Cuando llegaron a los árboles frutales hizo que se sentara en el duro suelo, quemado por el sol hasta convertirse en tierra de Siena, y a continuación se dejó caer junto a ella. La besó, primero como un viejo amigo y luego de forma más apasionada. Cuando se tumbó encima de ella, Pepina trató de apartarlo dándole golpes.
—Ahora no, quita, tengo muchas cosas que hacer. ¿Y los melocotones?
—Mmm… —Él la besó una vez más y se aflojó los pantalones.
—Erminio Carrozza, si vuelves a dejarme embarazada, te juro que te dejaré y me iré a vivir con las monjas —susurró—. No quiero más hijas.
—Mmm… —Él no le hizo caso.
—Nos pueden ver —advirtió ella—, aquí, en pleno campo.
Pero a su marido le daba igual.
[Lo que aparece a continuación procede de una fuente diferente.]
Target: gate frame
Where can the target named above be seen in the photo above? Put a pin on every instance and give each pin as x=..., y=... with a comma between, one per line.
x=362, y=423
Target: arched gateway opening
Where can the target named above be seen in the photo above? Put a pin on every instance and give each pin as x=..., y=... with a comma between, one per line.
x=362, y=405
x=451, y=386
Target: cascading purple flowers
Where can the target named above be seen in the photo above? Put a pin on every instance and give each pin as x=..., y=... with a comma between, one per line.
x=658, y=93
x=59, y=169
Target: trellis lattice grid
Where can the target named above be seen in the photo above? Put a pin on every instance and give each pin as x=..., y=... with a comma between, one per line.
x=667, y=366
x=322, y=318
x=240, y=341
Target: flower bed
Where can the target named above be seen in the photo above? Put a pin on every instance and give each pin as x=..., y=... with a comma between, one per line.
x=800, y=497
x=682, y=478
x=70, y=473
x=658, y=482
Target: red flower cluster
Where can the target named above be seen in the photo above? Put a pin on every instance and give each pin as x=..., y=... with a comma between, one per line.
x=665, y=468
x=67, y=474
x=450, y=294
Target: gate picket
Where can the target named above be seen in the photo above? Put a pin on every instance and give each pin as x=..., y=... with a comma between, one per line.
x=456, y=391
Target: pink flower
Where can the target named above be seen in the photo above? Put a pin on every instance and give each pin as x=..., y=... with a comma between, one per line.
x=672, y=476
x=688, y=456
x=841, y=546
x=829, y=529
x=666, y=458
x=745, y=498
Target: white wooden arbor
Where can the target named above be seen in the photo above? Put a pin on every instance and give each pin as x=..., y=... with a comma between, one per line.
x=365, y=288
El peso de su cuerpo oprimió a Pepina contra la tierra y notó el roce familiar de sus manos al acariciarla.
—Pepina, amore mio —murmuró él.
Ella puso los ojos en blanco y separó las piernas. Solo había pasado una semana más o menos desde que había tenido el período, ¿no? Así que no podía quedarse embarazada, ¿verdad? Intentó recordar lo que le había dicho el sacerdote la última vez que había caído en la tentación.
Erminio ya estaba dentro de ella y era demasiado tarde para preocuparse. Solo podía esperar que todo saliera bien. Levantó la cabeza para recibir el deseo de él y durante unos breves momentos de felicidad se sintió de nuevo como la chica apasionada que un día fue.
Más tarde Erminio la abrazó con fuerza.
—Tienes la cara sucia —le dijo.
—¿Solo la cara? —preguntó ella, echándose a reír—. Amor mío, estoy sucia por todas partes. Mi vida entera está llena de suciedad que espera que alguien la limpie. —Logró ponerse de pie—. Tú coge los melocotones para el desayuno. Yo estaré en la cocina. Nos veremos allí.